Thursday, March 23, 2017

Charles Dallas Maguire 1844-1912 Prisoner at Andersonville

LAWRENCEVILLE REPUBLICAN-Feb 1912

George Dallas Maguire, son of Mr. and Mrs. James Maguire, was born in Crawford county, Illinois September 17, 1844. He died at his home in Lawrence county February 22, 1912 at the age of 67 years four months and 15 days. He united with the Christian Church on Allison Prairie about the year 1870, and later transferred his membership to the Christian church at Bethany near his home where he continued a faithful member and serving as a deacon the past three years.

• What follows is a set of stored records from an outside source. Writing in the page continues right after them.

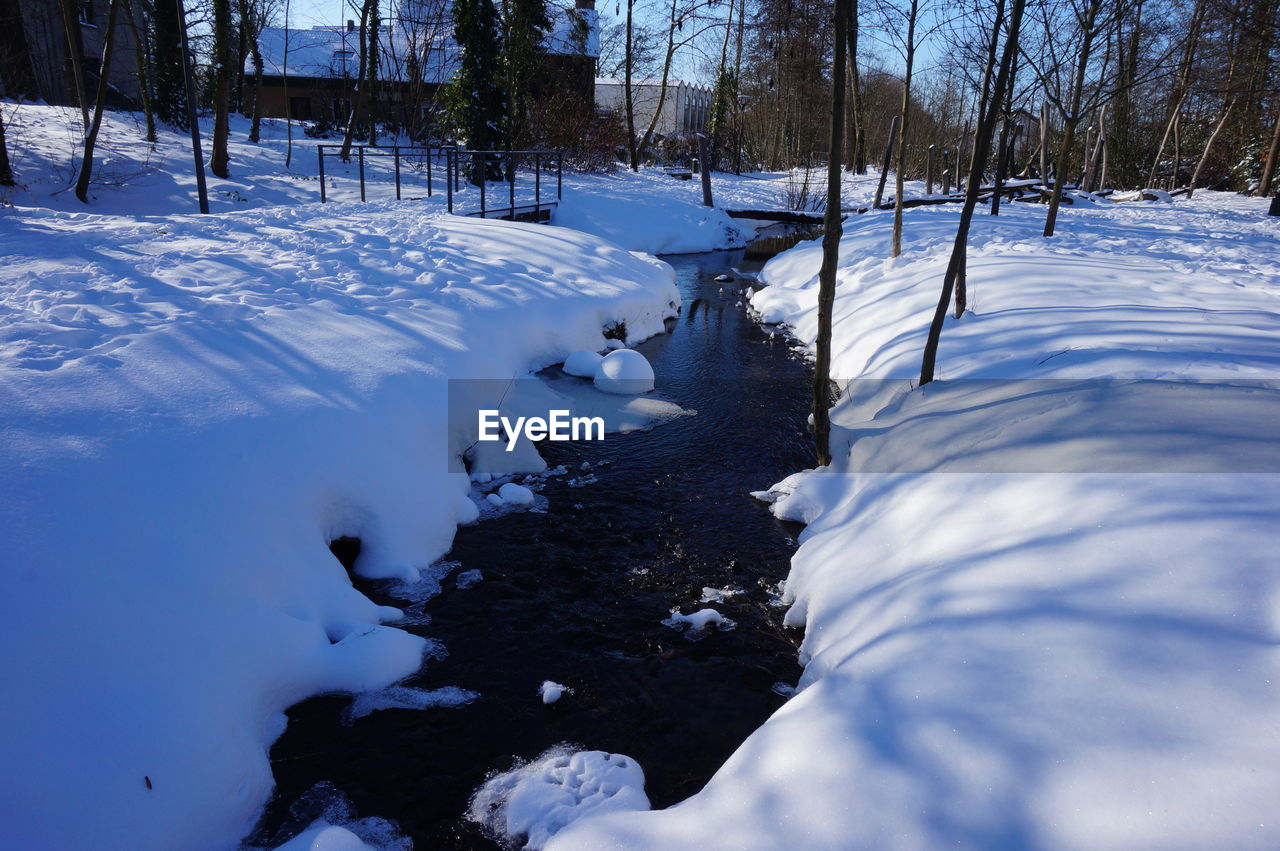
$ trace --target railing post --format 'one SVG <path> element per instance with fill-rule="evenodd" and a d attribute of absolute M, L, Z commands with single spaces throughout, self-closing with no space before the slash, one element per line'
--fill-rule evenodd
<path fill-rule="evenodd" d="M 507 151 L 507 157 L 511 160 L 507 163 L 507 168 L 511 169 L 508 174 L 511 175 L 511 183 L 507 187 L 507 198 L 511 201 L 511 215 L 507 216 L 509 221 L 516 220 L 516 164 L 520 159 L 512 151 Z"/>
<path fill-rule="evenodd" d="M 399 145 L 392 147 L 396 156 L 396 200 L 399 201 Z"/>
<path fill-rule="evenodd" d="M 320 157 L 320 203 L 324 203 L 324 145 L 316 145 L 316 155 Z"/>
<path fill-rule="evenodd" d="M 365 146 L 360 146 L 360 202 L 365 202 Z"/>
<path fill-rule="evenodd" d="M 453 148 L 444 148 L 444 192 L 448 198 L 449 212 L 453 212 Z"/>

He was married to Mary Dooley September 30, 1865. Two children were born to them, Joseph Maguire and Mrs. Z. Mathis both of whom survive him. The wife, dying in December, he was again married December 22, 1881 to Alice Mathis who survives him. In July 1861 at the age of 16 years he enlisted in the Army and served his country as a soldier until the close of the war serving 65 days in Andersonville prison.

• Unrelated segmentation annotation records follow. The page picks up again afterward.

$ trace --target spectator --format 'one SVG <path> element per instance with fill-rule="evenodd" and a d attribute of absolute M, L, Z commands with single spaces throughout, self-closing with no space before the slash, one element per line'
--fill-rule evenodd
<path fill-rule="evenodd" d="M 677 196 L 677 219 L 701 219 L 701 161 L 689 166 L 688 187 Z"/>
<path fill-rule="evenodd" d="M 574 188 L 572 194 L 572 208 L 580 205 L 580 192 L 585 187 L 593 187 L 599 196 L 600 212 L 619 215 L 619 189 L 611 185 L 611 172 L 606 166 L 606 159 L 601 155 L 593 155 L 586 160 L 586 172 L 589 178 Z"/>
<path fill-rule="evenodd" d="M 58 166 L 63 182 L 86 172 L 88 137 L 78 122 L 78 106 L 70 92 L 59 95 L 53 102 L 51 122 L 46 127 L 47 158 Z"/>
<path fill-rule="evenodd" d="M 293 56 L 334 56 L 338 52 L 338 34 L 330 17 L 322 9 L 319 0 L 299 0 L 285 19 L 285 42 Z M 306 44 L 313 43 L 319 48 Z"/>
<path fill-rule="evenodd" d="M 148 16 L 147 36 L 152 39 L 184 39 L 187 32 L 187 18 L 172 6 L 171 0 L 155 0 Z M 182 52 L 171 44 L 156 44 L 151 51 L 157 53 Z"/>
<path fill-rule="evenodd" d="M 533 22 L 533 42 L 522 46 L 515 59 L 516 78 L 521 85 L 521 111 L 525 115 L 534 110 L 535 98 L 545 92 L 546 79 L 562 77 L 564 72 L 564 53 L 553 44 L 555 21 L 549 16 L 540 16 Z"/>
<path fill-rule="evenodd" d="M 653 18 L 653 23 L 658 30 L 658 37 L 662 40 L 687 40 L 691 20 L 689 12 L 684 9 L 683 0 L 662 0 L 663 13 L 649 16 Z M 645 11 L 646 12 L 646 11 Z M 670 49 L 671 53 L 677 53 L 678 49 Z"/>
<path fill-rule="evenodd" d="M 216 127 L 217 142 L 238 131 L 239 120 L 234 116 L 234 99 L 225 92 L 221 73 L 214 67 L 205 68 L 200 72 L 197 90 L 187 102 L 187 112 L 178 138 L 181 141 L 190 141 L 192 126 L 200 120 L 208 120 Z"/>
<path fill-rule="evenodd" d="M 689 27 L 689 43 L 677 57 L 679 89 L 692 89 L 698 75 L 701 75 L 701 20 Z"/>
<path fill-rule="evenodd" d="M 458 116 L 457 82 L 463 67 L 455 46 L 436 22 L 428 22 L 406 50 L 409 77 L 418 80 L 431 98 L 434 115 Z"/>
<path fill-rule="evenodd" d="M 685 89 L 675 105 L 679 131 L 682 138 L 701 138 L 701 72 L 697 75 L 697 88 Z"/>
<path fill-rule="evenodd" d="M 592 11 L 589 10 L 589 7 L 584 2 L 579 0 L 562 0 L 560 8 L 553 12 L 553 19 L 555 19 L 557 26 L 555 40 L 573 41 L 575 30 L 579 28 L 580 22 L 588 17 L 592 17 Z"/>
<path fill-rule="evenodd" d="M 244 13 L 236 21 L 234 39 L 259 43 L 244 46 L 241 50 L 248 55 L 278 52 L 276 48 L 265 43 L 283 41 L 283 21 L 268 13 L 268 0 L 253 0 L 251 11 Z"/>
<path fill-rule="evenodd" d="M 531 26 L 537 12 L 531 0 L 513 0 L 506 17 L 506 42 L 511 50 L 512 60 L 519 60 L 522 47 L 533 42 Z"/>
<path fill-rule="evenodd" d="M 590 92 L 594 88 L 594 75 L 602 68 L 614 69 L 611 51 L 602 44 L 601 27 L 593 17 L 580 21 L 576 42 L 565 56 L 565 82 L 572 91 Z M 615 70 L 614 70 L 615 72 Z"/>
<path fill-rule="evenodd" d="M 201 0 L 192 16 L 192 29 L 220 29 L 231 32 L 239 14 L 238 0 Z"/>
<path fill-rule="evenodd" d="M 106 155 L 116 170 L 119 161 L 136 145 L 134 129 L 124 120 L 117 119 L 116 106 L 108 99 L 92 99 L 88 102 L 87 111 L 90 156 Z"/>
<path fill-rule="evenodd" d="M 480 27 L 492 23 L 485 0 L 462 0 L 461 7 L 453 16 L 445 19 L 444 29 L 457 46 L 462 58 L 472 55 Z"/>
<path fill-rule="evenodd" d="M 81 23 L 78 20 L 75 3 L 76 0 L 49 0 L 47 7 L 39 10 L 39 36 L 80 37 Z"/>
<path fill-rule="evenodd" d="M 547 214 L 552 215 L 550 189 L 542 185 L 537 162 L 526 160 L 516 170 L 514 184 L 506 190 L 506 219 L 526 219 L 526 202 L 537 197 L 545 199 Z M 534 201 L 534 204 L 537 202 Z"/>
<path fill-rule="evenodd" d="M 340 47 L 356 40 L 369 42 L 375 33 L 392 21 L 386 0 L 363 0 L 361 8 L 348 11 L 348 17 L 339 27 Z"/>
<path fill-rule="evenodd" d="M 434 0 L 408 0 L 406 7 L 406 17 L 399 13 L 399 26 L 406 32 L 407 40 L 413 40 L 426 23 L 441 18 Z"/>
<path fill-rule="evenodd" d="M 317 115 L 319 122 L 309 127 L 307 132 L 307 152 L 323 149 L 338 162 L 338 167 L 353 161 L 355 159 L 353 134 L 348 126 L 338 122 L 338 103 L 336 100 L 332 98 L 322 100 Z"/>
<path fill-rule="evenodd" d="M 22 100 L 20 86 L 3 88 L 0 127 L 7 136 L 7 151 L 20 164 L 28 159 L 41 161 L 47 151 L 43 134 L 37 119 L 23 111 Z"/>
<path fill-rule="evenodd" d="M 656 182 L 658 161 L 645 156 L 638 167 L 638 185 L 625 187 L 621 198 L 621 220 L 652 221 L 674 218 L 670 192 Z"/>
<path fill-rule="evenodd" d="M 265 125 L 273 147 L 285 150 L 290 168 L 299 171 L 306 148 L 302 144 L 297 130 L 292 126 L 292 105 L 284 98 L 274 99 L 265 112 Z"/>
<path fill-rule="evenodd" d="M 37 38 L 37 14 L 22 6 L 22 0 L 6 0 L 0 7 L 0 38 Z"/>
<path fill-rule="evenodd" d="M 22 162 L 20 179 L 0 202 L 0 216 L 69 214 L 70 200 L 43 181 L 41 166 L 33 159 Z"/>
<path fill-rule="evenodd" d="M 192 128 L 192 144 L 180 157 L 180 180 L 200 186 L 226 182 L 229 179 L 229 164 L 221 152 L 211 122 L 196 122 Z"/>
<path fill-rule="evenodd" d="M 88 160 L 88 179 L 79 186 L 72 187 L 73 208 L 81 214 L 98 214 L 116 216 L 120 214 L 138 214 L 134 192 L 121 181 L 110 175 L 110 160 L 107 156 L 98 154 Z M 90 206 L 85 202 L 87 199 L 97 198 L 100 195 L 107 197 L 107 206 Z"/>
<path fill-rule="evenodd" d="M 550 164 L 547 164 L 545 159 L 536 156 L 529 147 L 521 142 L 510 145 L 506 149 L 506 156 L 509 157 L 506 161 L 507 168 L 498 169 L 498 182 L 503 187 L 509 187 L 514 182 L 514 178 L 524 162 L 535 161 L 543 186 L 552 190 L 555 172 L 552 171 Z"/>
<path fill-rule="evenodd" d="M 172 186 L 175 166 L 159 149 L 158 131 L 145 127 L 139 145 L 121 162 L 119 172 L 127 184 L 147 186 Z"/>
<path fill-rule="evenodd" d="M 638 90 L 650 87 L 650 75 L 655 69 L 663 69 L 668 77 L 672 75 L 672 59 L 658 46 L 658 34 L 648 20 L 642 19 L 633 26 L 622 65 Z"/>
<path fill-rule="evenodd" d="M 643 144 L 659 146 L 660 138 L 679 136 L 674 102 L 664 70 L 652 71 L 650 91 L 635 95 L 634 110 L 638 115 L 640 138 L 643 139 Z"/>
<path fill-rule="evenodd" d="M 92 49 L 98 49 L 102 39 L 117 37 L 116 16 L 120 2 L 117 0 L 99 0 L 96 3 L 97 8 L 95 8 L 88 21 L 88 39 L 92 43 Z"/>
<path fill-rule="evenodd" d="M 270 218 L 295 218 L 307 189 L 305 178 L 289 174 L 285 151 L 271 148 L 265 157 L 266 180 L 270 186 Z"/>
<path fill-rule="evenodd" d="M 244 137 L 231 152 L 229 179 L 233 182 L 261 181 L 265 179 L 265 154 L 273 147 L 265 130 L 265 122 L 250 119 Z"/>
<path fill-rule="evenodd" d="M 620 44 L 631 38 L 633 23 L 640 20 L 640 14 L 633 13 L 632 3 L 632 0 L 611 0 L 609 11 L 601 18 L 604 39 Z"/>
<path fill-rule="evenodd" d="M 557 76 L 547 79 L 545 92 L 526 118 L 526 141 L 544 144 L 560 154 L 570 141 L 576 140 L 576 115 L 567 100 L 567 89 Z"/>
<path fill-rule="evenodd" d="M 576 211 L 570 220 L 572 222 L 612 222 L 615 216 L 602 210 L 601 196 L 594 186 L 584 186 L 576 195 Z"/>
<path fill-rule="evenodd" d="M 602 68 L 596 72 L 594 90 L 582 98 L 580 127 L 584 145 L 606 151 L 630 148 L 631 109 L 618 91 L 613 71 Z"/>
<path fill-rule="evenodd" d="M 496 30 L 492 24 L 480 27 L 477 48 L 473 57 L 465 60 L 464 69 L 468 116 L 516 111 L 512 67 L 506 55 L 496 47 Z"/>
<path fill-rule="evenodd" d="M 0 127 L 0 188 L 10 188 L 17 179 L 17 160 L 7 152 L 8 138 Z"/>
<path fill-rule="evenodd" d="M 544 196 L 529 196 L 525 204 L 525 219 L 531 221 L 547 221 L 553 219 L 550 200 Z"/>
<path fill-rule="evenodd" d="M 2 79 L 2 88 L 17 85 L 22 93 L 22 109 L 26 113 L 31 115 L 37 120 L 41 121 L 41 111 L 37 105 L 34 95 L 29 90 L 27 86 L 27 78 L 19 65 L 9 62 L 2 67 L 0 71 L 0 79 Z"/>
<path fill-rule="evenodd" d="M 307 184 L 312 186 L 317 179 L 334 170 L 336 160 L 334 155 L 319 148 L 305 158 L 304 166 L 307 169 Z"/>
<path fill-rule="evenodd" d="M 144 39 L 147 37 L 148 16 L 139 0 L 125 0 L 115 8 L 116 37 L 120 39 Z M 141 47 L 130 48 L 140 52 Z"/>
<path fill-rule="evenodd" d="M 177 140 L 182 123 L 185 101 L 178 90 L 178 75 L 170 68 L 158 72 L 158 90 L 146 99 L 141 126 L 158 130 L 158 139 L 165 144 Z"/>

Article about his capture:

ARGUS AUG 11, 1864
THE CASUALTIES in the 30th Regiment-Various conflicting rumors have been in circulation of several days past that the boys of Co. D, 30th regiment, from this county, had all been either killed, wounded or taken prisoner. By a letter just received from Serg't B.F. Boring we regret to learn that it is, in the main true. The company went into the fight with 2 commissioned officers and 21 men, and came out with the following losses:
1st Lieut Isaac Mann, prisoner
2nd Serg't R.M. Longnecker, prisoner
2nd corporal Aaron McIlwee, prisoner
Privates:
Harvey Brush (Bush), prisoner
Daniel O. Beers, killed
John C. Dyer, prisoner
John A. Floyd, killed
Joseph Kent, wounded severely in the left arm
Benj. N. Longnecker, prisoner
G.D. McGuire, prisoner (George Dallas Maguire)
W.F. McGee, prisoner
F.W. Thomas, prisoner
James H. Wright, prisoner
S.B. Patterson (drummer) killed

PERSONAL NOTE from the researcher D Foote: 
It is hard to imagine how family learned about the deaths and captures of loved ones during that period of time. Today we have so many ways to communicate instantly. How hard it must have been to await information after hearing of large battles and wondering what had happened to your loved ones. In Palestine, there was a water well on the corner of  Main Street where the postal clerk or the owner of the hardware store stood and read aloud these newspaper accounts. I can envision this happening in nearly every village.